🤖 AI Summary
Existing interpretations of network differential privacy (e.g., ε-edge DP) conflate “edge-level privacy” with “network-level DP guarantees,” erroneously suggesting protection against inference about individual edges—whereas edge DP in fact ensures indistinguishability of *entire network structures* under adversarial hypothesis testing.
Method: We formalize network DP within an adversarial hypothesis testing framework, rigorously analyzing the semantic gap between network-level privacy and edge-level inference robustness.

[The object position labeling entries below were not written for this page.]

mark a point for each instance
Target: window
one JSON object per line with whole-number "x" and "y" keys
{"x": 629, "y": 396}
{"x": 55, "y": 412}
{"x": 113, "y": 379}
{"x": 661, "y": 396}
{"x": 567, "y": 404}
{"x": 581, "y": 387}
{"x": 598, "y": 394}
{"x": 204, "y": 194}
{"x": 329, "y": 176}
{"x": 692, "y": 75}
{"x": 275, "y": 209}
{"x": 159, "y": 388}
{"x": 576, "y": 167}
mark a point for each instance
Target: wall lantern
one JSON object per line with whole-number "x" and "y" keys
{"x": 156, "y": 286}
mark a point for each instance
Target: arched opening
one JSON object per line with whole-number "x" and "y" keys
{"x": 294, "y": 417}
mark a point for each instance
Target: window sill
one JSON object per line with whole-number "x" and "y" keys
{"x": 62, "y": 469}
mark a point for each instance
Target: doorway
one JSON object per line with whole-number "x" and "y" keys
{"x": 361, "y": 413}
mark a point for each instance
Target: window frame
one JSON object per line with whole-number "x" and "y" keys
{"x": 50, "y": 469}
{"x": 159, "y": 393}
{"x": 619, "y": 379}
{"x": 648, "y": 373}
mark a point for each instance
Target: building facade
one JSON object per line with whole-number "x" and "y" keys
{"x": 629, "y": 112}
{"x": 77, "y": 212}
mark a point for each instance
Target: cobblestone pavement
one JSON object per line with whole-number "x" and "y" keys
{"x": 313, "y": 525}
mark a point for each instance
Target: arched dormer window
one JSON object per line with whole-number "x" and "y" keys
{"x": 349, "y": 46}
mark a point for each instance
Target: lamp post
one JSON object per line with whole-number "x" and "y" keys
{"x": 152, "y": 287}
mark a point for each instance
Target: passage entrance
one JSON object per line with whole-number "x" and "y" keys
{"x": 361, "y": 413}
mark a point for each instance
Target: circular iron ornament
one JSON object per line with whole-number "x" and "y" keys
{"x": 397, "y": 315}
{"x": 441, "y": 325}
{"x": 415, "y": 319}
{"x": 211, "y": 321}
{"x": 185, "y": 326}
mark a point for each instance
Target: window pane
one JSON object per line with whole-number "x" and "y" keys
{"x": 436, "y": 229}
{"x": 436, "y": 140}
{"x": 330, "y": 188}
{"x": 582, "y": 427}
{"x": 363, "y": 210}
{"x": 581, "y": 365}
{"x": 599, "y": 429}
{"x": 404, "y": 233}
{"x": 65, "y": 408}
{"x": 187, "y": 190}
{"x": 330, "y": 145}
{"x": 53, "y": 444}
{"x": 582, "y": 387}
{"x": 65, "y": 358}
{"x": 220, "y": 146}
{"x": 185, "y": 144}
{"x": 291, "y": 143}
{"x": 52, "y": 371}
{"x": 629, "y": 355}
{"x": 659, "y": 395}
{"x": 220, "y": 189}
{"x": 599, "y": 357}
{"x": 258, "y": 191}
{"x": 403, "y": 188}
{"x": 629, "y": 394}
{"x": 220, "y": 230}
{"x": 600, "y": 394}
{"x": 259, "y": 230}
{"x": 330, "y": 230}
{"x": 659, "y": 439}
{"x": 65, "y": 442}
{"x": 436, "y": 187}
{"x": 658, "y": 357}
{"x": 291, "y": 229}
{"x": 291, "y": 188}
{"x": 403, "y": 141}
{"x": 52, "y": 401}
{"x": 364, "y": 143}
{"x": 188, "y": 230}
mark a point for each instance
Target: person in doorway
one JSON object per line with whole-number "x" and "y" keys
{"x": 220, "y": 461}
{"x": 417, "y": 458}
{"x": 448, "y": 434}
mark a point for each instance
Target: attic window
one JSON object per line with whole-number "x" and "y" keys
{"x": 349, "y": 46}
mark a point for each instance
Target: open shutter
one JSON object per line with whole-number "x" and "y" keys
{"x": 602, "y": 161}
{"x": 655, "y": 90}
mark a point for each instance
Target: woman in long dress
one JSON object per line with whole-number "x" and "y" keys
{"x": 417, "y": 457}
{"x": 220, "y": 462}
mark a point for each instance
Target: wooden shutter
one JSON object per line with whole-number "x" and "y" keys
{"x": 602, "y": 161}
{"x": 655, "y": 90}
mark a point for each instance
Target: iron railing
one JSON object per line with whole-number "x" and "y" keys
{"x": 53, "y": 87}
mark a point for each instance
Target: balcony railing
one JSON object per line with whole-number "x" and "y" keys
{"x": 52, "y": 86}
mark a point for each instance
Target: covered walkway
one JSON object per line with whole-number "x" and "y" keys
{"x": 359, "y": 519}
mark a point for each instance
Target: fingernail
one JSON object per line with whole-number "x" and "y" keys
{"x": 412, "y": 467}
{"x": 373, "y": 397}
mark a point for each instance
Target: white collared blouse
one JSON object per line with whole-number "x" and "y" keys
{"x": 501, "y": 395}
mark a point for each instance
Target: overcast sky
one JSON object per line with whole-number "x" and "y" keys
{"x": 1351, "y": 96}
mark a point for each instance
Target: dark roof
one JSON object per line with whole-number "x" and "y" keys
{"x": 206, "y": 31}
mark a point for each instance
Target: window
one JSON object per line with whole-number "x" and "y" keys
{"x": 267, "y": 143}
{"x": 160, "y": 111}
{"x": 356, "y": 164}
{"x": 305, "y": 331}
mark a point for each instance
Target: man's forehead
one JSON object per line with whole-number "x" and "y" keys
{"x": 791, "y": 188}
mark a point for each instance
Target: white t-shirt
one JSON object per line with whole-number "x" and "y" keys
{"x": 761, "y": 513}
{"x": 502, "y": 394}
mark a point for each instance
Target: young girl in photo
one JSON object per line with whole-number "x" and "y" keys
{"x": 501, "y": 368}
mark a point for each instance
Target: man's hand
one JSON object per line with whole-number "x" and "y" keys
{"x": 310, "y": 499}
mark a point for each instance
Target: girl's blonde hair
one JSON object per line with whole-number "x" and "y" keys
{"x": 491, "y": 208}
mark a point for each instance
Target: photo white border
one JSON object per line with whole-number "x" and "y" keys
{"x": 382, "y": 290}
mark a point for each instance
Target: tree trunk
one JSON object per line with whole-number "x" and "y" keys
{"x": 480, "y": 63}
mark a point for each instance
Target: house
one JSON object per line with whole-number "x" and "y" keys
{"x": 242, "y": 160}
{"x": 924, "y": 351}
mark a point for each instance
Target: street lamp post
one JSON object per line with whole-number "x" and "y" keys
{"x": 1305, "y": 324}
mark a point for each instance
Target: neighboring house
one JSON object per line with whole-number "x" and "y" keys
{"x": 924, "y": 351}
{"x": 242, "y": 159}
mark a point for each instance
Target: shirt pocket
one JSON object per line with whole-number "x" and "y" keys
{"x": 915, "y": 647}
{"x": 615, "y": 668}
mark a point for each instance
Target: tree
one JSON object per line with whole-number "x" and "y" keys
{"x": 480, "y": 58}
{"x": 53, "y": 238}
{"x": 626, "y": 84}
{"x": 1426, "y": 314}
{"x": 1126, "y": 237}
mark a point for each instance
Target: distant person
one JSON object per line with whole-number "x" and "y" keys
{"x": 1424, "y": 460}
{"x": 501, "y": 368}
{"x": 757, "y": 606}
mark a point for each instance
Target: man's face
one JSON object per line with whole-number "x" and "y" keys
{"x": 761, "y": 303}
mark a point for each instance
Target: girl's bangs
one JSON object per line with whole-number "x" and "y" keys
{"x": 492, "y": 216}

Contribution/Results: First, we prove that edge DP does not imply robustness against edge-level inference. Second, we quantify the precise privacy guarantee disparity between network-level and edge-level objectives. Third, we derive sufficient conditions to bridge this semantic gap and develop an abstract analytical framework applicable across diverse network DP definitions (e.g., node DP, weighted edge DP). Our work establishes a more rigorous theoretical foundation for designing, evaluating, and interpreting network DP mechanisms.
📝 Abstract
How do we interpret the differential privacy (DP) guarantee for network data? We take a deep dive into a popular form of network DP ($varepsilon$--edge DP) to find that many of its common interpretations are flawed. Drawing on prior work for privacy with correlated data, we interpret DP through the lens of adversarial hypothesis testing and demonstrate a gap between the pairs of hypotheses actually protected under DP (tests of complete networks) and the sorts of hypotheses implied to be protected by common claims (tests of individual edges). We demonstrate some conditions under which this gap can be bridged, while leaving some questions open. While some discussion is specific to edge DP, we offer selected results in terms of abstract DP definitions and provide discussion of the implications for other forms of network DP.